To answer your last question, within ITensor the only explicit parallelization is over quantum number blocks, with the number of threads used for that controlled by OMPNUMTHREADS. However, that does not mean ITensor "only" supports that kind of multithreading. Since we use BLAS to do the tensor contractions, then if you turn on multithreading for your BLAS then calls to the BLAS by ITensor will also be multithreaded. In fact, it is something ITensor does not control itself and you just control by setting MKLNUMTHREADS or similar.
If you did not see any effect of setting MKLNUMTHREADS, this could be for a number of different reasons. A less likely one is that it's not properly set by your code or terminal. But more likely, it's one of two other things (or both):
1. there is a competition of resources happening between the multithreading over the blocks and the multithreading over the matrix data within BLAS
2. many of the blocks or tensors are just too small for the BLAS multithreading to have much of an effect
We have in general seen that BLAS multithreading does not often scale very well, and will just give something like a factor of 2 speedup even if more than two threads are used for it.

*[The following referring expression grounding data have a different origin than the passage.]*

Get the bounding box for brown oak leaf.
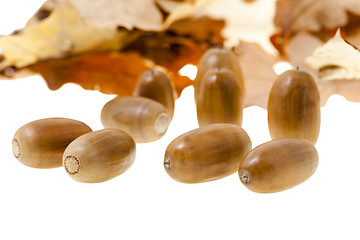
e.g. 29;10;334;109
29;51;193;97
305;30;360;105
30;52;151;96
272;0;360;54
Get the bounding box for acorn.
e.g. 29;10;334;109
194;47;244;103
239;138;319;193
268;69;321;144
12;118;92;169
101;96;170;143
133;69;177;118
196;67;243;127
63;129;136;183
164;124;252;183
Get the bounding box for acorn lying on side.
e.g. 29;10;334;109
63;129;136;183
268;69;321;144
12;118;92;168
239;138;319;193
196;67;243;127
101;96;170;143
194;47;244;103
133;69;177;119
164;124;252;183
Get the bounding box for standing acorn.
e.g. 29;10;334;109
164;124;252;183
268;69;321;144
239;138;319;193
63;129;136;183
133;69;177;119
101;96;170;143
196;67;243;127
194;47;244;103
12;118;92;168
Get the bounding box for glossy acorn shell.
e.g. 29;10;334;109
63;129;136;183
196;67;243;127
239;138;319;193
101;96;170;143
133;69;176;118
268;69;321;144
12;118;92;168
194;47;244;103
164;124;252;183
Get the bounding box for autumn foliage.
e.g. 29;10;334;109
1;0;360;107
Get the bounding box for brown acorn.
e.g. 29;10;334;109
196;67;243;127
268;69;321;144
239;138;319;193
101;96;170;143
164;124;252;183
133;69;176;118
12;118;92;168
63;129;136;183
194;47;244;103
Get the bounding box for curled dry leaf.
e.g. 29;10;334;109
272;0;360;54
305;30;360;105
306;30;360;81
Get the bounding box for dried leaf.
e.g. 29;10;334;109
29;51;193;97
317;79;360;105
233;41;280;109
123;16;225;83
170;74;194;96
168;16;225;44
163;0;220;27
0;0;221;98
0;3;126;69
63;0;216;30
284;32;323;76
274;0;360;33
306;30;360;80
30;52;151;95
48;0;164;31
303;30;360;105
27;0;216;31
156;0;184;13
272;0;360;54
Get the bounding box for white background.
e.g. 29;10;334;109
1;1;360;239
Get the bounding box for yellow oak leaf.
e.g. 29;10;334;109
0;2;127;68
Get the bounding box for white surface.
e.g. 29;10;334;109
1;1;360;240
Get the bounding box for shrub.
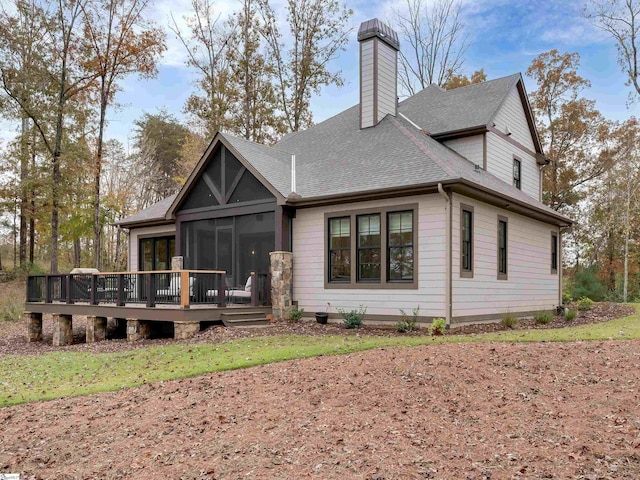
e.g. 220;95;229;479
570;267;607;302
429;317;446;336
562;290;572;305
289;307;304;322
500;312;518;329
565;309;577;322
533;311;552;325
577;297;593;311
338;305;366;329
396;306;420;333
0;296;23;322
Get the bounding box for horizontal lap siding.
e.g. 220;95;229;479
360;41;374;128
486;133;540;200
443;135;484;166
452;194;559;317
377;41;397;119
292;195;447;317
128;225;176;272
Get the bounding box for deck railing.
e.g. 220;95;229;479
26;270;271;308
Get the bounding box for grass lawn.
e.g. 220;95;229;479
1;304;638;407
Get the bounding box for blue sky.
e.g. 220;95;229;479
3;0;636;148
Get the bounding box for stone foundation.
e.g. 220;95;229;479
86;316;107;343
52;314;73;346
126;319;151;342
25;311;43;342
270;251;293;321
174;321;200;340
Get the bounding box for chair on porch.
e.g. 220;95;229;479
206;276;252;304
156;275;194;301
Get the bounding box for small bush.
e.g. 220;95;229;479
565;309;577;322
289;307;304;322
577;297;593;311
0;296;23;322
570;267;607;302
500;312;518;329
533;311;552;325
562;290;572;304
338;305;366;329
396;306;420;333
429;317;446;336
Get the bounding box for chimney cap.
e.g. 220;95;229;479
357;18;400;50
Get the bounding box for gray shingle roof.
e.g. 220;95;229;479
122;73;568;227
399;73;521;135
119;194;177;226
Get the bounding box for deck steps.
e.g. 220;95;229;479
220;311;271;327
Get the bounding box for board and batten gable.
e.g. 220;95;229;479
443;135;484;167
451;193;559;320
292;195;447;318
128;224;176;272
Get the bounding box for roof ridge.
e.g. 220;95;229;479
389;116;458;178
443;72;520;93
222;132;293;157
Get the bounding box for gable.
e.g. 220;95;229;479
491;84;536;151
177;144;274;213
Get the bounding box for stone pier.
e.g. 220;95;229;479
86;316;107;343
174;321;200;340
25;311;43;342
52;314;73;346
270;251;293;321
126;318;151;342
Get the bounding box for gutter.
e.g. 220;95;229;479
437;183;452;328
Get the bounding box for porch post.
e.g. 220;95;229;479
270;251;293;321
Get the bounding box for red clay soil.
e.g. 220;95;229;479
1;339;640;479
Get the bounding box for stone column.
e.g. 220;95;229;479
25;311;43;342
171;256;184;270
127;318;151;342
174;321;200;340
52;314;73;346
270;251;293;322
86;316;107;343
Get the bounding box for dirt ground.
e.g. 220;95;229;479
1;278;639;479
0;340;639;479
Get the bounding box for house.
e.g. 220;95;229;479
119;18;571;326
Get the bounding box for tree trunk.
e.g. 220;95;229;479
29;129;36;266
73;238;81;268
93;94;108;270
19;116;29;268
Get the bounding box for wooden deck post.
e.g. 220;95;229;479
250;271;258;306
180;270;190;308
25;311;43;342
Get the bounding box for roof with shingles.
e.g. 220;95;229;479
118;194;177;226
120;73;568;227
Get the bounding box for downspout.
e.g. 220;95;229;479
559;225;571;308
437;183;452;328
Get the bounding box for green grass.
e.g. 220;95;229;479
1;305;639;407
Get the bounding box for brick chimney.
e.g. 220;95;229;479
358;19;400;129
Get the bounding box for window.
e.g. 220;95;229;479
460;205;474;278
357;214;381;281
551;232;558;274
388;211;414;281
329;217;351;282
513;158;521;190
139;236;175;271
325;204;417;288
497;216;508;280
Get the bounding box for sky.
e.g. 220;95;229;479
2;0;639;149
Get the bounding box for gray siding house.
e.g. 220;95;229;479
120;19;571;326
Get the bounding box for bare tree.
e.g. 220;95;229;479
81;0;165;269
257;0;352;132
394;0;470;96
585;0;640;101
169;0;236;138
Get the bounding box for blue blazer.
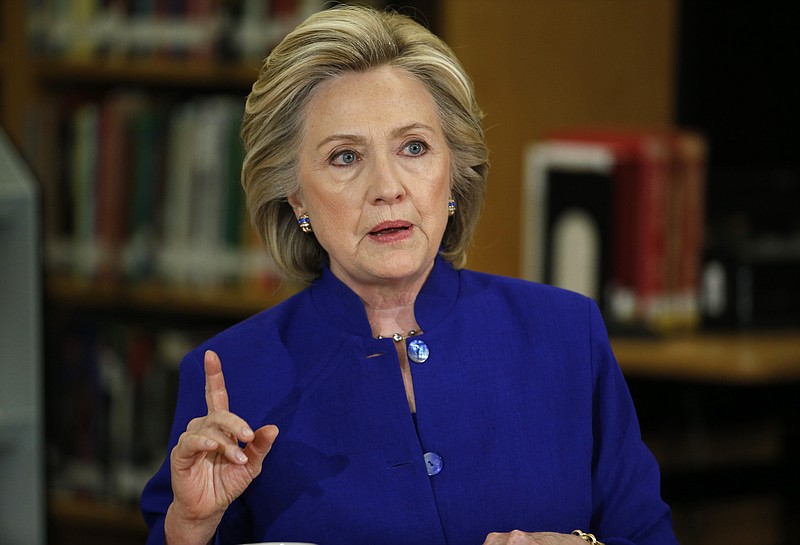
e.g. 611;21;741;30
141;257;677;545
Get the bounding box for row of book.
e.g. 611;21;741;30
48;319;203;503
523;129;707;333
27;0;325;62
44;91;282;288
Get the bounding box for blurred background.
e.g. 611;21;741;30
0;1;798;544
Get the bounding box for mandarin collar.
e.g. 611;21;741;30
309;255;460;338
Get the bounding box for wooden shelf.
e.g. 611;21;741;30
612;329;800;384
50;496;146;532
45;273;302;319
45;269;800;380
49;496;147;545
34;57;261;89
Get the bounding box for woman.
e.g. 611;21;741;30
140;6;678;545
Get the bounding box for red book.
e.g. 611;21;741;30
95;93;146;281
547;129;672;328
670;131;707;329
186;0;215;60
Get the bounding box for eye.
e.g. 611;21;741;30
403;140;428;157
331;149;359;166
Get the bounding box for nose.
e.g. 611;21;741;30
367;153;405;205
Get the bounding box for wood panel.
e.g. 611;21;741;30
442;0;677;277
0;2;37;149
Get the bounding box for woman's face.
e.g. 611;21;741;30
291;66;452;292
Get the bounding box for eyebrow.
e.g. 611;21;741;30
316;133;367;151
315;123;436;151
392;122;436;138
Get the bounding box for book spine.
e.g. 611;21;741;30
37;0;324;62
70;103;101;280
126;104;167;280
673;131;708;329
607;151;638;324
632;135;671;328
159;101;196;283
59;93;283;291
51;319;187;502
541;129;706;332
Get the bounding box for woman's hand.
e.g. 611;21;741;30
164;350;279;545
483;530;588;545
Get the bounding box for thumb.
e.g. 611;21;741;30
244;425;279;470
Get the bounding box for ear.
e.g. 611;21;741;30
287;193;304;217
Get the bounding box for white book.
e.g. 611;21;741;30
159;103;197;284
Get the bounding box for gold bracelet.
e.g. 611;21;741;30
572;529;605;545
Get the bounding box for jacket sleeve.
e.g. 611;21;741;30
586;301;679;545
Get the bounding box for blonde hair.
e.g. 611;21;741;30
241;4;489;284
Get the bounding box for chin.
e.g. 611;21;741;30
367;256;432;283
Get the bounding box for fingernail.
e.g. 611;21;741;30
242;427;254;438
235;450;248;463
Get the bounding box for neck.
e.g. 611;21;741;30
365;303;418;339
348;277;427;339
331;261;434;338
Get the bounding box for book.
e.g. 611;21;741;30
94;92;147;282
522;141;616;309
49;318;191;502
186;0;217;60
32;0;325;63
668;131;707;329
125;103;169;281
546;130;672;328
58;93;282;291
525;129;707;332
186;97;238;285
158;100;196;283
69;102;101;280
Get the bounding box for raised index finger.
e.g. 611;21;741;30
204;349;229;414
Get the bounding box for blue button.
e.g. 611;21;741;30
407;339;429;363
424;451;443;476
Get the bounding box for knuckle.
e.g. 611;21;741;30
186;416;206;431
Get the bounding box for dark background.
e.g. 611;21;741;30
677;1;800;240
677;1;800;327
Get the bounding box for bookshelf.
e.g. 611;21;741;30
2;2;442;543
2;2;317;543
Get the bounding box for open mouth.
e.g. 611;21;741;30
371;226;409;236
369;221;412;237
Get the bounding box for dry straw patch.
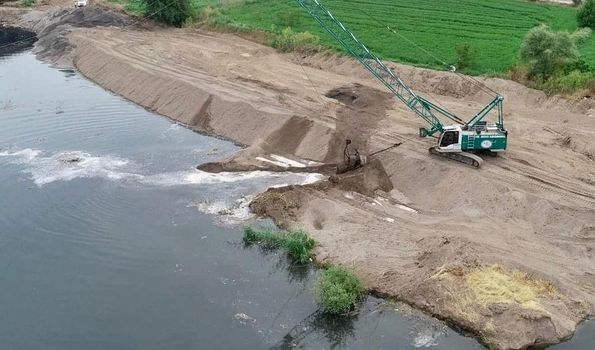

To be more precise about all these things, please see the benchmarks in the latest version of the ITensor paper, Section 12: https://arxiv.org/abs/2007.14822
Here is a link to the actual code that was used to obtain these benchmarks - I link here to the line that sets the MKLNUMTHREADS and OMPNUMTHREADS variables so you can see that is indeed how it is done:
https://github.com/ITensor/ITensorBenchmarks.jl/blob/12e3a1f0ff3e587fd026d22d79a00bf36668cb34/src/runbenchmarks.jl#L234
Of course if you have any followup questions please ask. Also I might ask Matt Fishman to weigh in since he did those benchmarks and wrote the block-sparse multithreading code.
Best regards,
Miles